Safarnama-e Rum-o-Misr-o-Sham: Shibli Nomani’s Discovery of European Orientalism
Shibli Nomani was an Islamic scholar from the Indian subcontinent. He was a poet, historian, political thinker and often deemed to be the founder of Urdu literary criticism. Nomani was fluent in Arabic, Persian, Turkish and Urdu. He was greatly inspired by the progress in science and education of the West and wanted to inspire Muslims of the East to make similar progress without aping Western culture and values.
One of his books, ‘Safar Nama e Rome-o-Misr-o-Sham’ was a travelogue around Turkey, Egypt and Syria that he wrote with this companion Thomas Walker Arnold in 1892. He not only records interesting events that followed his travels but also,
“brief description of the cities of Constantinople, Beirut, Al-Aqsa (Jerusalem), Cairo and their noteworthy sites, popular structures, features of their education systems and institutions, schools, boarding, women’s education, writers and their works, libraries, newspapers, magazines, as well as information regarding meetings with popular and eminent rulers, along with a detailed account of the lifestyles of Turkish and Arab people”.
He traveled around these Muslim nations and wrote an account that he felt “readers interested in knowing about day-to-day matters of Muslim nations” would find useful and engaging. However, we pick out a passage where a full century before Edward Said coined the term, we find Nomani identifying the European notion of Orientalism.
“After reading this text, the reader will be able to form an opinion based on the facts that I have reported here, which is quite different from what European writers have led us to believe about Turkey. In the past the perceptions adopted by Europeans about Muslims, were the uncritically echoed and a religious prejudice was clearly visible in it. In early times, this was an accepted way of being one with popular opinion. But when religion lost its impact, the policy changed and it was considered inappropriate to use such a biased language against Muslims. They assumed a smarter approach, the flaws of Islamic regimes, societies and communities were expressed as “historical” facts, and through common reading-material such as short-stories, novels and magazines made these opinions percolate so deeply that they cannot be removed.

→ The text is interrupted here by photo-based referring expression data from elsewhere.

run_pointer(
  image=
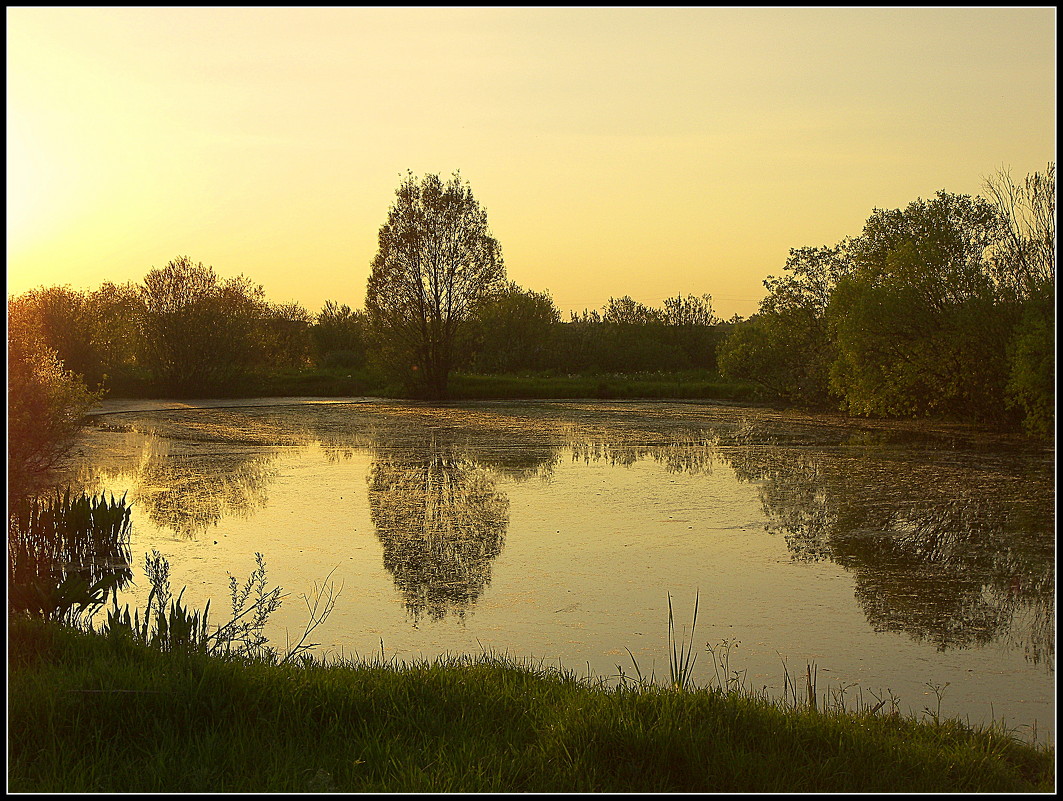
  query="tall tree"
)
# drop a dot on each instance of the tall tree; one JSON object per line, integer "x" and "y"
{"x": 46, "y": 403}
{"x": 1023, "y": 262}
{"x": 437, "y": 260}
{"x": 915, "y": 324}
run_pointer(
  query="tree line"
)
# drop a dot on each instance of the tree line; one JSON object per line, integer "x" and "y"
{"x": 943, "y": 308}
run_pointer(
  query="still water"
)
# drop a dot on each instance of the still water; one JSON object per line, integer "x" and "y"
{"x": 896, "y": 558}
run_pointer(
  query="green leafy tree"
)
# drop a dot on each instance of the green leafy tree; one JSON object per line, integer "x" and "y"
{"x": 1023, "y": 263}
{"x": 46, "y": 403}
{"x": 339, "y": 336}
{"x": 437, "y": 261}
{"x": 287, "y": 335}
{"x": 787, "y": 347}
{"x": 512, "y": 329}
{"x": 200, "y": 335}
{"x": 915, "y": 324}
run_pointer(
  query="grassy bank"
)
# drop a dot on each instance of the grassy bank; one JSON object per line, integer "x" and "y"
{"x": 89, "y": 714}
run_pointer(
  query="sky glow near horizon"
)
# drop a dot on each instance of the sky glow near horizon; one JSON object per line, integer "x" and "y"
{"x": 620, "y": 151}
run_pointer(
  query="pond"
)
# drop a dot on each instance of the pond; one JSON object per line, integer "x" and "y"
{"x": 903, "y": 561}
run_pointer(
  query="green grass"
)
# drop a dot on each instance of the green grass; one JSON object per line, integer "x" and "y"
{"x": 91, "y": 715}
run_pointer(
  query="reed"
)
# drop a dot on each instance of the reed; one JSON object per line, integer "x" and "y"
{"x": 66, "y": 555}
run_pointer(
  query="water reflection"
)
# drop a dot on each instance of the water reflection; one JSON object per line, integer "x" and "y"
{"x": 184, "y": 487}
{"x": 441, "y": 522}
{"x": 947, "y": 543}
{"x": 947, "y": 551}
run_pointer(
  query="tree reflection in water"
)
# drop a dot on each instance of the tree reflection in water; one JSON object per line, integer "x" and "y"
{"x": 948, "y": 552}
{"x": 187, "y": 487}
{"x": 441, "y": 522}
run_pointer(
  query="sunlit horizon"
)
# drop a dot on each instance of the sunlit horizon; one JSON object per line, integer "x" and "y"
{"x": 642, "y": 152}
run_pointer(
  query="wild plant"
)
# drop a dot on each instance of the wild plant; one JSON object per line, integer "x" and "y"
{"x": 66, "y": 555}
{"x": 726, "y": 679}
{"x": 179, "y": 628}
{"x": 681, "y": 655}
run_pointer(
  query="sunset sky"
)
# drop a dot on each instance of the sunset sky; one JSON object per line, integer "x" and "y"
{"x": 617, "y": 151}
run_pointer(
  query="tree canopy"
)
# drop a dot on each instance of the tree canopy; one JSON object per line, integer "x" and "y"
{"x": 437, "y": 260}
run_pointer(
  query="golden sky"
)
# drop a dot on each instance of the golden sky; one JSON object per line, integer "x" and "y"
{"x": 617, "y": 151}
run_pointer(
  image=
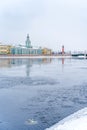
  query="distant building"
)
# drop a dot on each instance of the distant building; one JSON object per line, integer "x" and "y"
{"x": 46, "y": 51}
{"x": 26, "y": 50}
{"x": 5, "y": 49}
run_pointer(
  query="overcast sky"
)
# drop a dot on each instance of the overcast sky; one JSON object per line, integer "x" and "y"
{"x": 50, "y": 23}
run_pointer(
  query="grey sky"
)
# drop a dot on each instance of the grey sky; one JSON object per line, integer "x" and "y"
{"x": 50, "y": 23}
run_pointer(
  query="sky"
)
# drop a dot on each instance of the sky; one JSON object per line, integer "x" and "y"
{"x": 50, "y": 23}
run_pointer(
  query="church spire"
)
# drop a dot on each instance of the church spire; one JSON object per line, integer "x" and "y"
{"x": 28, "y": 42}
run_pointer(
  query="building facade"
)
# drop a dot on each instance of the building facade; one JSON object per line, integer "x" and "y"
{"x": 26, "y": 50}
{"x": 5, "y": 49}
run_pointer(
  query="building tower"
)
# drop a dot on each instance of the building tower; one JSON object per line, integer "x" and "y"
{"x": 28, "y": 42}
{"x": 62, "y": 49}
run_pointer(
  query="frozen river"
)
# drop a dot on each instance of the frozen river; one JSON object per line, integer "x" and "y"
{"x": 37, "y": 93}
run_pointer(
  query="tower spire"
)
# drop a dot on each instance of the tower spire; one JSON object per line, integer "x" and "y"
{"x": 28, "y": 42}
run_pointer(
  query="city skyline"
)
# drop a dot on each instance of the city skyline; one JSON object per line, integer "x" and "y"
{"x": 50, "y": 23}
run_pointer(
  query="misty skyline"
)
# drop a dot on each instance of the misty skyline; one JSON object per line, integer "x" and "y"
{"x": 50, "y": 23}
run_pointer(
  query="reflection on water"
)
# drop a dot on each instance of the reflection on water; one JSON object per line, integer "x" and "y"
{"x": 37, "y": 93}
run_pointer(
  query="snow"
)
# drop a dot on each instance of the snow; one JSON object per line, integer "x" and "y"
{"x": 76, "y": 121}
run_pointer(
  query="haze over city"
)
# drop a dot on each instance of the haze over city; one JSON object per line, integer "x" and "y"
{"x": 50, "y": 23}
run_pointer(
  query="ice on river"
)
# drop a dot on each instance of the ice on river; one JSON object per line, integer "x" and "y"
{"x": 76, "y": 121}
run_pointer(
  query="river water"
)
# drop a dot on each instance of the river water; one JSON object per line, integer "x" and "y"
{"x": 37, "y": 93}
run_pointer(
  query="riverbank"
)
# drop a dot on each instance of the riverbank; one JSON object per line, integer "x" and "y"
{"x": 76, "y": 121}
{"x": 35, "y": 56}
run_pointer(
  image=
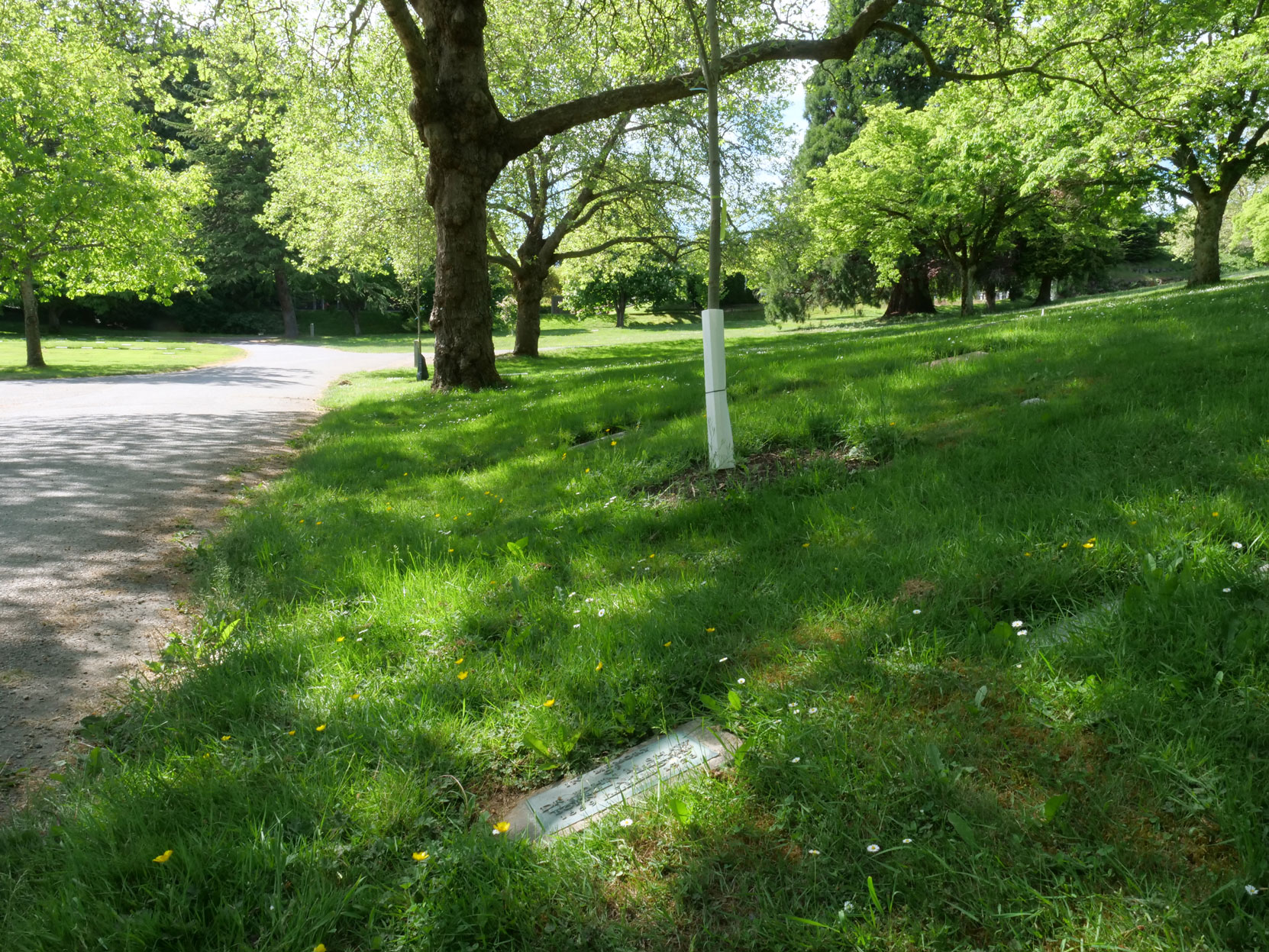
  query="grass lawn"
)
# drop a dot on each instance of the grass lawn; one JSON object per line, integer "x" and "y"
{"x": 97, "y": 356}
{"x": 1000, "y": 670}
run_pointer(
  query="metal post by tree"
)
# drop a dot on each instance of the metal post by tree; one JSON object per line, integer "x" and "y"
{"x": 717, "y": 419}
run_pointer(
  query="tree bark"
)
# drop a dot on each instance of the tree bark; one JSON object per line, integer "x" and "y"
{"x": 289, "y": 327}
{"x": 461, "y": 316}
{"x": 912, "y": 292}
{"x": 622, "y": 300}
{"x": 1209, "y": 214}
{"x": 1045, "y": 296}
{"x": 31, "y": 321}
{"x": 528, "y": 312}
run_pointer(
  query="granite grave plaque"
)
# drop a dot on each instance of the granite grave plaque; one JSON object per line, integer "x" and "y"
{"x": 642, "y": 770}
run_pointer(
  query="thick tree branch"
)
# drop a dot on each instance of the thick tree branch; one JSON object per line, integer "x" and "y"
{"x": 416, "y": 57}
{"x": 525, "y": 132}
{"x": 611, "y": 243}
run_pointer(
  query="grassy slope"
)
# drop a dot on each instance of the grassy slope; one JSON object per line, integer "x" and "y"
{"x": 94, "y": 356}
{"x": 295, "y": 770}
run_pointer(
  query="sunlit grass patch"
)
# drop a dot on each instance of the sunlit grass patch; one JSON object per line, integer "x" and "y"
{"x": 79, "y": 356}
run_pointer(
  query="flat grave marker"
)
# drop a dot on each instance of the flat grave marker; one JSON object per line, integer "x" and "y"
{"x": 646, "y": 768}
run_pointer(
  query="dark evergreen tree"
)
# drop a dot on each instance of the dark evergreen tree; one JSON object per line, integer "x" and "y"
{"x": 883, "y": 70}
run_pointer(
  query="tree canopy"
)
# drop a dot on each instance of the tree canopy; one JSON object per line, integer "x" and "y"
{"x": 90, "y": 198}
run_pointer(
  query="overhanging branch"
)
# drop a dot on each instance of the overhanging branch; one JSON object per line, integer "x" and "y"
{"x": 525, "y": 134}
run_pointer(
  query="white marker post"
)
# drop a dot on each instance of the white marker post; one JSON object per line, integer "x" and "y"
{"x": 717, "y": 419}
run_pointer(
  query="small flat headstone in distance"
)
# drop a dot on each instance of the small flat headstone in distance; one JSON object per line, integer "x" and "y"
{"x": 619, "y": 434}
{"x": 957, "y": 358}
{"x": 570, "y": 805}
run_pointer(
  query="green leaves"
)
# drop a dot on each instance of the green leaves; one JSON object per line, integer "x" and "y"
{"x": 1054, "y": 805}
{"x": 962, "y": 827}
{"x": 105, "y": 210}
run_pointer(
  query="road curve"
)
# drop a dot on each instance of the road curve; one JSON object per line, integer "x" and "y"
{"x": 98, "y": 477}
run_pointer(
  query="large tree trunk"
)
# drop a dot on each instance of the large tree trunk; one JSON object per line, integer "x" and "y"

This approach is adopted for the entire Muslim community but since we are focussing on Turks, I should mention that after reading such literature, to hold a lowly opinion about them is imperative, like sleeping after consuming sedatives. Europe has a vast community of writers, some are prejudiced, some are unbiased but when they write about Turks these divisions collapse and they have the same judgment. For instance, the most scrupulous of European writers when he mentions Turkey speaks of the nation’s debt, denying their skill and expertise, completely avoiding writing about the reforms that they have actively taken up. Even though post-reforms industrial banks have been set up, schools have jumped from 94 to 405, and they have also evolved into colleges, railway lines have been expanded and debt-reduction procedures have been adopted, military power has become stronger, but no one chooses to mention this.”
How interesting that in the late 1800s, a man from Uttar Pradesh in the undivided subcontinent called out the European construct of Orientalism to define Turkish people. He ends with a powerful statement,
“It is very easy to construct a lopsided view by only presenting a one-sided picture, and it is Europe that has bred this deception and prejudice the most.”